I needed a Christmas tree.
I had to get one.
Don’t get me wrong. It’s not like I can’t live without them. In fact, I’ve lived through quite a few of my “Bohemian” holiday seasons without one of those prickly things, and it didn’t make much of a difference if +m mzI had one or didn’t.
Unfortunately, my mother was the type of woman who subscribed to all the different McCall home-making periodicals, and for her, a home without a Christmas tree, was not a home at all. I saw several things wrong with the way she thought, but she had tunnel vision; it was impossible to get her to concentrate or think about anything else.
It wouldn’t have been so bad if she wanted an ordinary tree, the sort of tree that you can get, already cut and trimmed, at the empty lot next to the supermarkets. But no, she had to be different.
Which would explain why I was standing in front of a tree, in the middle of nowhere, with a chainsaw in the trunk of my car, because Victoria Kent had to have a real tree. But since she was stuck in a wheelchair, due to a skiing accident a few weeks back, guess who had to do the deed? If the police caught me, she was going to have to pay for my bail, because I wasn’t going to waste my money on her foolishness.
I had to admit, though, there was something oddly beautiful about a perfectly formed fir tree. Maybe it was the way the branches reached up, almost as if the wooden fingers tried to touch the moon, but as I stood there, snow melting in my sneakers, I sort of saw why Mom was so asinine about getting the perfect tree.
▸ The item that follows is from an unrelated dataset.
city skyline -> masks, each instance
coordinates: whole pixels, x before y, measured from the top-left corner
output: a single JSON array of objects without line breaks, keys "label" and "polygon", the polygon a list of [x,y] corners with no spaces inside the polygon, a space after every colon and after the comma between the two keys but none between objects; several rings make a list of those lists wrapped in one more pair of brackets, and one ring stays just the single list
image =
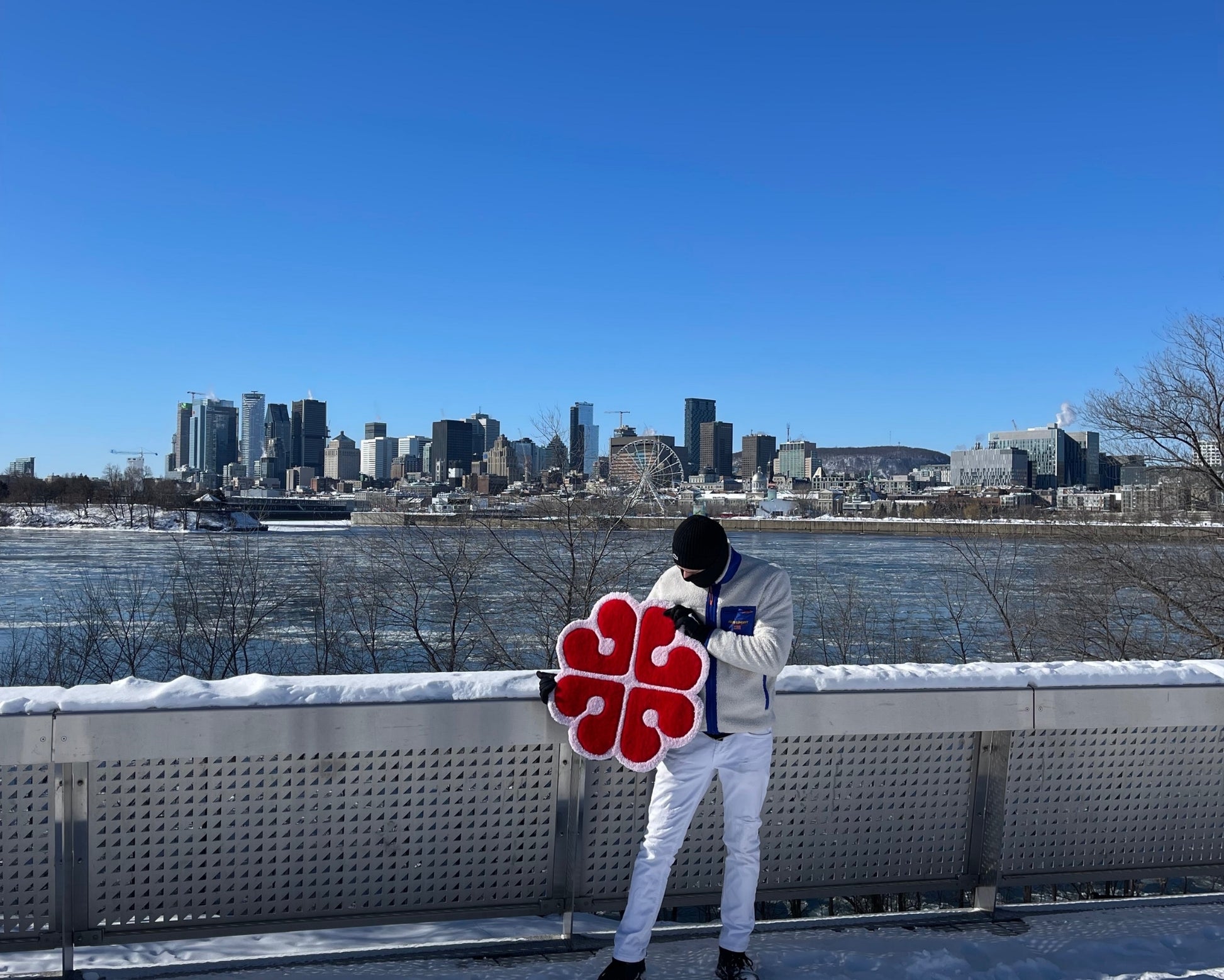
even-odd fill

The tree stood alone in a clearing, lit only by the light of the full moon. It had snowed a few hours ago, and with the snow clumped on the branches, the entire scene looked like something off of a Christmas card. I half expected to see a deer stepping out from the underbrush, her doe tagging along.
But no deer came, and the wind picked up. I shivered in my heavy parka.
“No time like the present,” I muttered and hefted the surprisingly heavy chainsaw. For such a small thing, it weighed quite a bit. It seemed like such a shame, though. To bring down something so beautiful seemed positively sacrilegious.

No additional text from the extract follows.